Bu iş, Emir’in aklına yatmıştı yatmasına ama nasıl vakit bulacaktı onca dersin arasından. Hem yurttan izin verirler miydi? Emir ihtiyardan alacağı malzemeleri de almadan elini öpüp ayrıldı oradan. Yurda geldiğinde, sorumlu müdür yardımcısına durumu anlattı. Beklemediği bir şekilde olumlu karşılandı İsmet Hoca tarafından. Ancak kendisini ara sıra kontrol etmek şartıyla izin verebileceğini söyledi. Yalnızca hafta sonları burada çalışmak Emir’e ne kadar faydalı olurdu, bunu zaman gösterecekti.
Emir, hafta sonunu sabırsızlıkla bekledi. Bu arada yazılı sınavları oldukça yoğundu. Herkesin çalıştığının yarısı kadar çalışmasına rağmen sınıftaki en iyi notlar onundu. Bazen kendi kendine “Ya anamın rızasından, ya mağaradaki güvercinlerin duasından, ya da artık evliya mı diye düşünüp durduğu Sezgin Öğretmen’in himmetinden biri, ya da hepsi.” diye düşünüyordu. Evet, bunların hepsi de Emir’e duacıydı. Hatta bu ara Uzun Ömer’le Kınalı Uğur da ilişmiyorlardı.
Cumartesi sabahı erkenden kalkıp kahvaltısını yaptıktan sonra, soluğu doğruca Kara Kâzım Usta’nın dükkânında aldı. Olanı biteni anlatıp izin alabildiğini ve hizmetine hazır olduğunu söyledi. Kâzım Usta, Emir’in eline bir testere verdi ve uzun bir dalı başından başlayıp teker şeklinde, bitirene kadar kesmesini istedi. “Bismillah” diye başladı Emir. Böyle başlaması Kara Kâzım Usta’nın oldukça hoşuna gitti. Akşama kadar işi buydu Emir’in. Arada bir ustasına su veriyor ya da az ötedeki kahvehaneden çay getiriyordu.

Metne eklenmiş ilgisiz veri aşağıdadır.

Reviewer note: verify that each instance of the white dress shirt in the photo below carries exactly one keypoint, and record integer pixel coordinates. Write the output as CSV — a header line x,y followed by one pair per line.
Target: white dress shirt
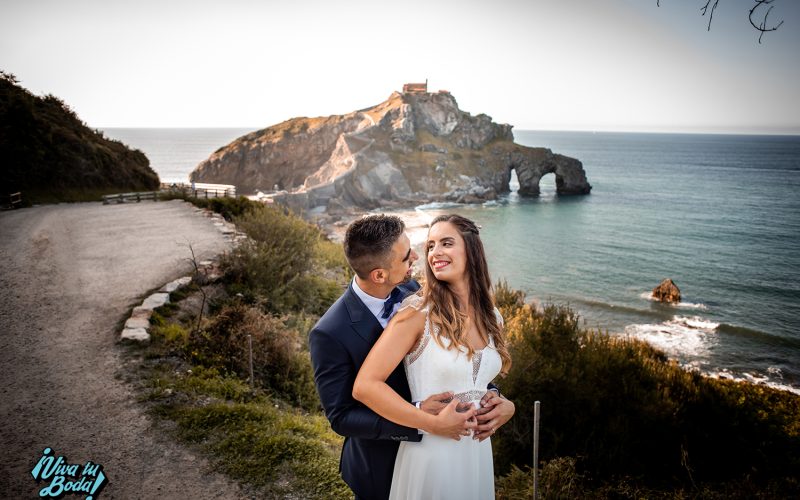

Akşam yaklaştığında, Emir yurda gitmesi gerektiğini söyleyerek ustasından izin alıp hızlı adımlarla yurdun yolunu tuttu. Yurda vardığında akşam yemeğine zor yetişmişti. Yemekten sonra biraz ders çalışıp yatakhaneye gitti ve o gece yorgunluktan yattığı yeri beğendi. Özellikle kolları ve omuzları çok ağrıyordu. Kendi kendine “Bir iki ay işten uzak kalınca hemen hamlık çöktü ama kolay kolay pes etmek yok Emir Efendi. Bir meslek öğrenmek üzeresin. Sezgin Hoca’n hep demez miydi meslek öğrenmek altın bilezik takmaktır diye. Ha gayret!” deyip sağ tarafına döndü, duasını okuyup uyuyuverdi.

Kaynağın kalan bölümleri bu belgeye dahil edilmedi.